An awesome variation of the tradition cheese straw. The sea spag gives it that nutty extra dimension. This would do very well at cocktail parties and is fun to make with the kids!

Serves 6

20gr dried sea spaghetti
75gr butter
75gr plain flour
75gr mature cheddar, grated
3/4 teasp dry mustard
1/2 nori flakes
Lemon juice

Prepping the sea spag
Soak the sea spaghetti in cold water for 30 minutes to rehydrate, drain and place in bowl. Add lemon juice and mix until covered.

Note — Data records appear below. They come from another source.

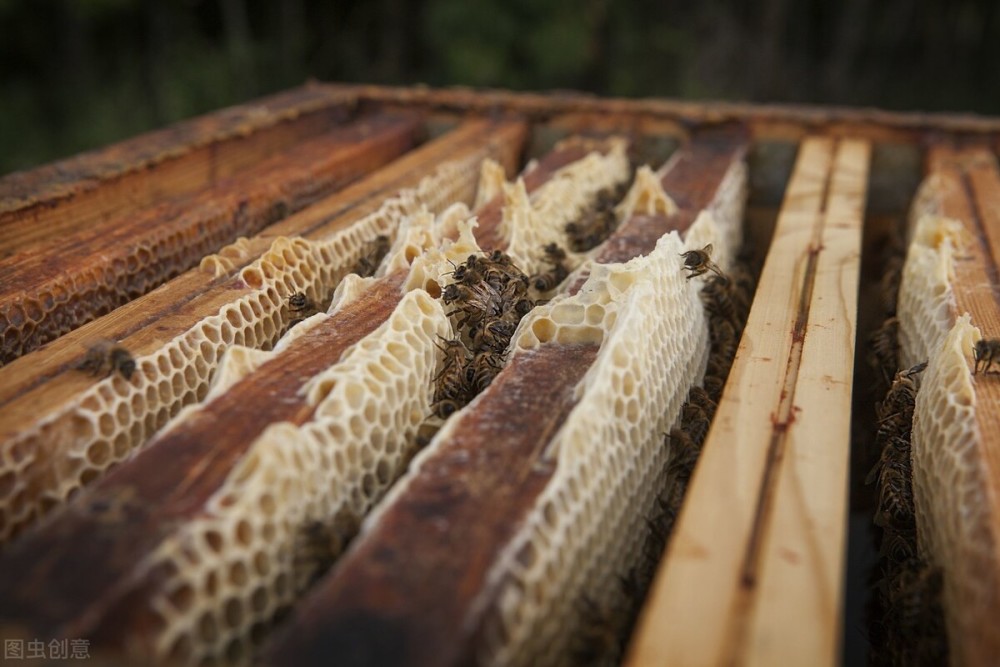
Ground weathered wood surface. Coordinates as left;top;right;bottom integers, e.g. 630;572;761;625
264;134;746;665
264;345;599;666
627;138;870;667
0;121;525;541
328;84;1000;141
0;135;596;651
0;116;420;363
0;121;525;412
0;86;355;250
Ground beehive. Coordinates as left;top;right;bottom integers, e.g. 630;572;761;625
0;84;1000;665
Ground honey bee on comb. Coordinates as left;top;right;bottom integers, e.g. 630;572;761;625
76;340;135;380
681;243;726;280
288;292;319;328
531;243;569;292
972;338;1000;374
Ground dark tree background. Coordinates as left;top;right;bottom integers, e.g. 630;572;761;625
0;0;1000;174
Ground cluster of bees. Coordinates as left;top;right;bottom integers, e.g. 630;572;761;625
571;245;756;665
432;246;540;419
565;182;628;252
866;362;948;665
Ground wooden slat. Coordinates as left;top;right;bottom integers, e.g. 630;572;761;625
627;138;870;667
0;121;525;540
328;84;1000;141
0;86;354;250
0;121;525;412
264;129;746;666
0;136;584;655
0;116;420;363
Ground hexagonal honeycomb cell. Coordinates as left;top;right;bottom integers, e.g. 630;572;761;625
478;233;708;665
0;158;488;543
911;314;1000;664
150;290;452;664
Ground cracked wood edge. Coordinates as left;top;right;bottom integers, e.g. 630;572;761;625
0;116;421;363
322;83;1000;142
0;121;526;412
626;138;871;667
262;133;747;665
0;86;356;247
0;133;589;650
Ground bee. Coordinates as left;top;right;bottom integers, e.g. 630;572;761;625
288;292;319;328
667;427;701;482
565;189;621;252
465;350;501;394
876;361;927;424
681;243;726;280
688;387;718;419
700;276;745;324
433;338;469;403
879;530;917;563
433;399;462;419
701;370;726;402
870;317;899;383
711;320;740;370
531;243;569;292
441;283;503;316
472;319;517;354
76;340;135;380
875;461;916;530
972;338;1000;374
352;234;389;278
414;419;441;449
681;401;712;447
292;512;359;592
886;558;947;664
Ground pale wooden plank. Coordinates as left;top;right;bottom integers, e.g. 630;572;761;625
628;137;868;665
746;141;871;665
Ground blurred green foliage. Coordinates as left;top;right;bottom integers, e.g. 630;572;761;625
0;0;1000;174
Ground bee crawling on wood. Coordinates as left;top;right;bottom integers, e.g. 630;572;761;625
76;340;135;380
972;338;1000;374
531;243;569;292
353;234;389;278
465;350;502;394
292;511;359;592
681;243;726;280
288;292;319;328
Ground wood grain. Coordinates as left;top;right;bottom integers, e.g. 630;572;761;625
263;129;746;665
627;138;870;666
0;86;355;250
0;116;420;363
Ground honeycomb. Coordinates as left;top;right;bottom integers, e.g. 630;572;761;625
479;233;708;665
0;117;412;363
896;214;962;368
500;139;631;275
0;158;488;544
615;165;678;220
142;290;451;664
911;314;1000;665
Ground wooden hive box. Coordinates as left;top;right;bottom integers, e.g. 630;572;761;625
0;84;1000;666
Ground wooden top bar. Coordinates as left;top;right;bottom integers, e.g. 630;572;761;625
627;138;870;667
0;86;355;245
264;128;746;665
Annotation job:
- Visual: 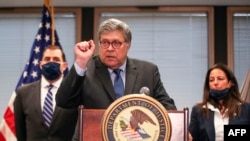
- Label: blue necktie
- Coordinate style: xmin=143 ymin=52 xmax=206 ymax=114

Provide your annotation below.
xmin=43 ymin=85 xmax=53 ymax=127
xmin=114 ymin=69 xmax=124 ymax=99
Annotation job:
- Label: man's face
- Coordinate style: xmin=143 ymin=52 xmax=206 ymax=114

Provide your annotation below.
xmin=40 ymin=49 xmax=67 ymax=73
xmin=99 ymin=30 xmax=130 ymax=69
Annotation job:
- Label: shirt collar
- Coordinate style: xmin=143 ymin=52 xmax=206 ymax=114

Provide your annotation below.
xmin=41 ymin=76 xmax=63 ymax=88
xmin=108 ymin=60 xmax=127 ymax=74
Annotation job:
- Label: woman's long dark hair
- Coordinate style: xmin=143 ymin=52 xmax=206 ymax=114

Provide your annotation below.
xmin=197 ymin=63 xmax=243 ymax=118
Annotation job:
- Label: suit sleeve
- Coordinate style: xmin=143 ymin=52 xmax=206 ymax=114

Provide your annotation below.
xmin=14 ymin=89 xmax=27 ymax=141
xmin=56 ymin=66 xmax=84 ymax=109
xmin=189 ymin=107 xmax=200 ymax=141
xmin=153 ymin=66 xmax=177 ymax=110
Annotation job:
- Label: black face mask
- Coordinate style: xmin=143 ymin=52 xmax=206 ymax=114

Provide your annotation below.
xmin=41 ymin=62 xmax=62 ymax=80
xmin=209 ymin=88 xmax=229 ymax=100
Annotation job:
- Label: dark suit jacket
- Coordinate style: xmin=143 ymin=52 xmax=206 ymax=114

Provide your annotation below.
xmin=56 ymin=56 xmax=176 ymax=109
xmin=189 ymin=103 xmax=250 ymax=141
xmin=14 ymin=81 xmax=78 ymax=141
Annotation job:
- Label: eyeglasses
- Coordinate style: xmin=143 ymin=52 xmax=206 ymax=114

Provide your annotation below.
xmin=99 ymin=41 xmax=123 ymax=49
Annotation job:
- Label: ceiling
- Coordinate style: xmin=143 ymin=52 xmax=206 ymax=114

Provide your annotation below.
xmin=0 ymin=0 xmax=250 ymax=8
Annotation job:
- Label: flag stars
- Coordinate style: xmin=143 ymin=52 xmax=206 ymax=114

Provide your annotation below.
xmin=31 ymin=71 xmax=37 ymax=78
xmin=36 ymin=34 xmax=41 ymax=41
xmin=45 ymin=22 xmax=50 ymax=29
xmin=33 ymin=59 xmax=39 ymax=66
xmin=34 ymin=46 xmax=40 ymax=54
xmin=23 ymin=71 xmax=28 ymax=78
xmin=44 ymin=35 xmax=50 ymax=42
xmin=38 ymin=23 xmax=43 ymax=29
xmin=45 ymin=11 xmax=49 ymax=17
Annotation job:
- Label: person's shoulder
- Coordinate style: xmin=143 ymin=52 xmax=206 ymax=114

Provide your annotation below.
xmin=17 ymin=80 xmax=40 ymax=90
xmin=128 ymin=57 xmax=156 ymax=66
xmin=242 ymin=102 xmax=250 ymax=109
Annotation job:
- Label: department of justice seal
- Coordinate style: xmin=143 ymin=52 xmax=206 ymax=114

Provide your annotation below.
xmin=101 ymin=94 xmax=171 ymax=141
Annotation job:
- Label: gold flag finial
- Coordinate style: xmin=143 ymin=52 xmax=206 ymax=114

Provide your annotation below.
xmin=44 ymin=0 xmax=55 ymax=45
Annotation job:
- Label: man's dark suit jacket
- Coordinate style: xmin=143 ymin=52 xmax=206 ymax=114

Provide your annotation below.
xmin=56 ymin=56 xmax=176 ymax=110
xmin=189 ymin=103 xmax=250 ymax=141
xmin=14 ymin=80 xmax=78 ymax=141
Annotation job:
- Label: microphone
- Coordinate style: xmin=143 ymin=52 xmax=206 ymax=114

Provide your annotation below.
xmin=140 ymin=87 xmax=150 ymax=95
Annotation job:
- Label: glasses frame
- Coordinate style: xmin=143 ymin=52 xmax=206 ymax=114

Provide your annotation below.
xmin=99 ymin=40 xmax=125 ymax=49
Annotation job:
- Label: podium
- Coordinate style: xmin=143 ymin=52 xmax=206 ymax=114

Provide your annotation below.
xmin=78 ymin=94 xmax=189 ymax=141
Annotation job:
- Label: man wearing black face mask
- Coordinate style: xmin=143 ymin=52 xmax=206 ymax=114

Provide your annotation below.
xmin=14 ymin=46 xmax=77 ymax=141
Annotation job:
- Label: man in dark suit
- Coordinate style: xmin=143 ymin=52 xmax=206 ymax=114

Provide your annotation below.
xmin=56 ymin=19 xmax=176 ymax=140
xmin=56 ymin=19 xmax=176 ymax=110
xmin=14 ymin=46 xmax=78 ymax=141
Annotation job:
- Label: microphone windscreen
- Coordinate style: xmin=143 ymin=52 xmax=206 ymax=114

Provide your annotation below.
xmin=140 ymin=87 xmax=149 ymax=95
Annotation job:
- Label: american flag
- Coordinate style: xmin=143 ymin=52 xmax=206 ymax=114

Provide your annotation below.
xmin=0 ymin=0 xmax=68 ymax=141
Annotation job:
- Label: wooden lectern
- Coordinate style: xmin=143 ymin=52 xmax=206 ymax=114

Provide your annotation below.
xmin=78 ymin=106 xmax=189 ymax=141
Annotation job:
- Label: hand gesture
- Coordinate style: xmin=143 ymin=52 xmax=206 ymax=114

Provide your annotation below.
xmin=74 ymin=40 xmax=95 ymax=69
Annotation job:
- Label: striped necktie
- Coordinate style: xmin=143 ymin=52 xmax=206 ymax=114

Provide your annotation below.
xmin=43 ymin=85 xmax=53 ymax=127
xmin=114 ymin=69 xmax=124 ymax=99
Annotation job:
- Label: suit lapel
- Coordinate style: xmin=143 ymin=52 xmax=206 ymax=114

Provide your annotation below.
xmin=204 ymin=111 xmax=215 ymax=141
xmin=94 ymin=57 xmax=115 ymax=100
xmin=125 ymin=59 xmax=139 ymax=94
xmin=30 ymin=80 xmax=45 ymax=126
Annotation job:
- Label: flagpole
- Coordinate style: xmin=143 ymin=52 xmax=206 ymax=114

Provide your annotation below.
xmin=44 ymin=0 xmax=55 ymax=45
xmin=50 ymin=0 xmax=55 ymax=45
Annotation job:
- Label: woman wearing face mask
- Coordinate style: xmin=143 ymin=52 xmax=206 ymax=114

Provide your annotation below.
xmin=189 ymin=64 xmax=250 ymax=141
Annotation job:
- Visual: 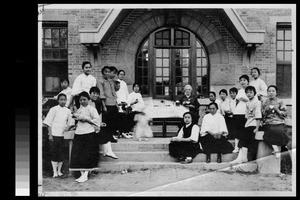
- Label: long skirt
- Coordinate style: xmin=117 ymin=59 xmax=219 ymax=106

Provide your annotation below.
xmin=169 ymin=141 xmax=202 ymax=158
xmin=263 ymin=124 xmax=289 ymax=146
xmin=98 ymin=106 xmax=119 ymax=144
xmin=70 ymin=132 xmax=99 ymax=171
xmin=50 ymin=136 xmax=68 ymax=162
xmin=200 ymin=134 xmax=234 ymax=154
xmin=233 ymin=115 xmax=247 ymax=139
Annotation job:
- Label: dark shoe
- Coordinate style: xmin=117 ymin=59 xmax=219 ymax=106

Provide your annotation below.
xmin=217 ymin=154 xmax=222 ymax=163
xmin=206 ymin=154 xmax=210 ymax=163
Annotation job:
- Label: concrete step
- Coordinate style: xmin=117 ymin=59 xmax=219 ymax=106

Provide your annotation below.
xmin=100 ymin=151 xmax=238 ymax=162
xmin=108 ymin=137 xmax=234 ymax=151
xmin=98 ymin=161 xmax=257 ymax=172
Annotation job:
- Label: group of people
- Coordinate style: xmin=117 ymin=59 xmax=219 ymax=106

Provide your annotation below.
xmin=169 ymin=67 xmax=289 ymax=164
xmin=43 ymin=61 xmax=288 ymax=182
xmin=43 ymin=61 xmax=152 ymax=182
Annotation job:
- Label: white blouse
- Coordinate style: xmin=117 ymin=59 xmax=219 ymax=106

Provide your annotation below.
xmin=127 ymin=92 xmax=145 ymax=111
xmin=177 ymin=123 xmax=199 ymax=142
xmin=71 ymin=74 xmax=97 ymax=96
xmin=75 ymin=105 xmax=100 ymax=135
xmin=43 ymin=105 xmax=74 ymax=137
xmin=200 ymin=113 xmax=228 ymax=137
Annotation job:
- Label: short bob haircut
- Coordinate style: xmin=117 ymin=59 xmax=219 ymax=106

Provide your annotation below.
xmin=267 ymin=85 xmax=278 ymax=93
xmin=57 ymin=93 xmax=67 ymax=101
xmin=245 ymin=85 xmax=256 ymax=95
xmin=219 ymin=89 xmax=228 ymax=96
xmin=89 ymin=86 xmax=100 ymax=94
xmin=79 ymin=91 xmax=91 ymax=100
xmin=208 ymin=102 xmax=219 ymax=110
xmin=81 ymin=61 xmax=92 ymax=69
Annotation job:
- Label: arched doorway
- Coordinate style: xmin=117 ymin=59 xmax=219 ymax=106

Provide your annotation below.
xmin=135 ymin=28 xmax=209 ymax=100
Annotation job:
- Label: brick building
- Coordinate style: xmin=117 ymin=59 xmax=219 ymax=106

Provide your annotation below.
xmin=41 ymin=7 xmax=295 ymax=100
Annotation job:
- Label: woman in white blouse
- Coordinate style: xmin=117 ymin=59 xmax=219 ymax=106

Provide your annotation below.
xmin=70 ymin=91 xmax=100 ymax=182
xmin=200 ymin=102 xmax=233 ymax=163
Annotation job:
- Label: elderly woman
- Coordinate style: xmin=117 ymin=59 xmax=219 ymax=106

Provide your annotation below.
xmin=179 ymin=85 xmax=200 ymax=124
xmin=200 ymin=102 xmax=233 ymax=163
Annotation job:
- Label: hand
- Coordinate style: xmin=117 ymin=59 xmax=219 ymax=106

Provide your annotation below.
xmin=49 ymin=135 xmax=54 ymax=142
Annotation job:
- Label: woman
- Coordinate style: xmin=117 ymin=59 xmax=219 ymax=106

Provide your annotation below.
xmin=179 ymin=85 xmax=200 ymax=124
xmin=200 ymin=102 xmax=233 ymax=163
xmin=70 ymin=91 xmax=100 ymax=183
xmin=169 ymin=112 xmax=201 ymax=163
xmin=262 ymin=85 xmax=289 ymax=158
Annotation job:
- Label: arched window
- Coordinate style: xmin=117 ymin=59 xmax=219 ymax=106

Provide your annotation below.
xmin=135 ymin=28 xmax=209 ymax=100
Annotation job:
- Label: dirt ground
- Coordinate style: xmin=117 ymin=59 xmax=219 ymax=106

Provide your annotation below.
xmin=41 ymin=169 xmax=292 ymax=196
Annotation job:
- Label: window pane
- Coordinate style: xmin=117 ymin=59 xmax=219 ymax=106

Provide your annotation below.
xmin=284 ymin=51 xmax=292 ymax=61
xmin=156 ymin=68 xmax=162 ymax=76
xmin=52 ymin=39 xmax=59 ymax=48
xmin=52 ymin=49 xmax=60 ymax=59
xmin=285 ymin=30 xmax=292 ymax=40
xmin=45 ymin=77 xmax=60 ymax=92
xmin=156 ymin=49 xmax=162 ymax=57
xmin=52 ymin=29 xmax=59 ymax=38
xmin=156 ymin=59 xmax=162 ymax=67
xmin=277 ymin=51 xmax=283 ymax=61
xmin=277 ymin=30 xmax=283 ymax=40
xmin=60 ymin=29 xmax=68 ymax=38
xmin=182 ymin=49 xmax=189 ymax=58
xmin=277 ymin=41 xmax=283 ymax=50
xmin=182 ymin=59 xmax=189 ymax=67
xmin=284 ymin=41 xmax=292 ymax=50
xmin=182 ymin=68 xmax=189 ymax=76
xmin=163 ymin=59 xmax=169 ymax=67
xmin=44 ymin=28 xmax=51 ymax=38
xmin=60 ymin=49 xmax=68 ymax=59
xmin=44 ymin=39 xmax=52 ymax=48
xmin=163 ymin=49 xmax=169 ymax=58
xmin=163 ymin=68 xmax=169 ymax=76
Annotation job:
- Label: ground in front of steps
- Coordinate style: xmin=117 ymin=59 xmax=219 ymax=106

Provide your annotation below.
xmin=39 ymin=169 xmax=292 ymax=196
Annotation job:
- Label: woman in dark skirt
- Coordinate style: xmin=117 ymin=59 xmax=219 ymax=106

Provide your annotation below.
xmin=200 ymin=103 xmax=234 ymax=163
xmin=262 ymin=85 xmax=289 ymax=158
xmin=70 ymin=92 xmax=100 ymax=182
xmin=169 ymin=112 xmax=201 ymax=163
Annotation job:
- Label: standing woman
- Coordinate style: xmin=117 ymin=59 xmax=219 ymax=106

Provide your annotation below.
xmin=179 ymin=85 xmax=200 ymax=124
xmin=70 ymin=91 xmax=100 ymax=183
xmin=262 ymin=85 xmax=289 ymax=158
xmin=233 ymin=74 xmax=249 ymax=153
xmin=169 ymin=112 xmax=201 ymax=163
xmin=249 ymin=67 xmax=268 ymax=101
xmin=200 ymin=102 xmax=233 ymax=163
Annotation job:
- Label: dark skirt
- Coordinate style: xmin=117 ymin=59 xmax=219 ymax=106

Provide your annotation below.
xmin=169 ymin=141 xmax=202 ymax=158
xmin=50 ymin=136 xmax=68 ymax=162
xmin=70 ymin=132 xmax=99 ymax=171
xmin=200 ymin=134 xmax=234 ymax=154
xmin=98 ymin=106 xmax=119 ymax=144
xmin=233 ymin=115 xmax=247 ymax=139
xmin=263 ymin=124 xmax=289 ymax=146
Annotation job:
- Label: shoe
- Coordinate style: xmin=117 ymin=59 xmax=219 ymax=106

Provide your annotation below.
xmin=232 ymin=148 xmax=239 ymax=153
xmin=206 ymin=154 xmax=210 ymax=163
xmin=104 ymin=154 xmax=118 ymax=159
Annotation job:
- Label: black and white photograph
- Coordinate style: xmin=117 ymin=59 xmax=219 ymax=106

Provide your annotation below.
xmin=37 ymin=4 xmax=296 ymax=197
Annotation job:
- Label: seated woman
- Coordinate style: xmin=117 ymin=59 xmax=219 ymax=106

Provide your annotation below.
xmin=169 ymin=112 xmax=202 ymax=163
xmin=200 ymin=102 xmax=233 ymax=163
xmin=179 ymin=85 xmax=200 ymax=124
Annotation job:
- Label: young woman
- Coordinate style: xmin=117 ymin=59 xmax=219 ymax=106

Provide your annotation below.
xmin=70 ymin=91 xmax=100 ymax=182
xmin=169 ymin=112 xmax=202 ymax=163
xmin=233 ymin=74 xmax=249 ymax=153
xmin=262 ymin=85 xmax=289 ymax=158
xmin=230 ymin=86 xmax=261 ymax=164
xmin=43 ymin=93 xmax=74 ymax=178
xmin=179 ymin=85 xmax=200 ymax=124
xmin=200 ymin=102 xmax=233 ymax=163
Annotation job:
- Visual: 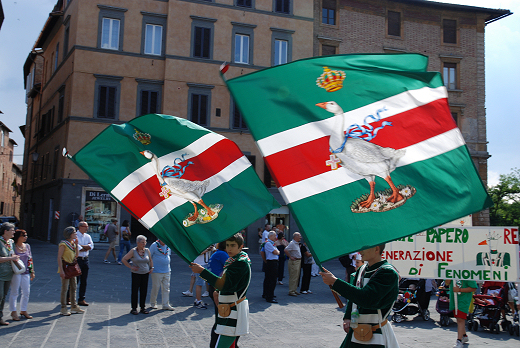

Marinate for 30 minutes to 1 hour

Place in a veggie steamer and steam until soft and has the texture of al dente spaghetti. This can take between 5-12 minutes depending on the thickness of the seaweed, so keep an eye on it. Remove from the steamer and pat dry with a kitchen towel or kitchen paper.

Prepping the pastry
Now, knead the butter, flour, cheese, mustard, and nori flakes and knead until they form a ball. Wrap the dough in cling film and refrigerate for 1 – 2 hours.

Baking the straws
Line two baking trays with butter/oil
Press and roll out the dough as thinly as possible into a rectangle of about 15 x 30 cm, 6″ x 12″
lay one strand of sea spag onto the edge of the dough and press it gently into the dough. Roll the sea spag over once so that is just about covered.
Cut the straw in half so you have two pieces of 7.5 cm. Then place these on the baking tray. Repeat this until all the dough is used up.

Place the baking trays with the straws on it in the freezer for 20-30 minutes and preheat the oven to a temperature of 190 degrees C/Gas 5/375 degrees F. Bake the straws for 10 minutes in the centre of the oven until golden brown, then take out of the oven and let them cool down for a minute or two and dig in!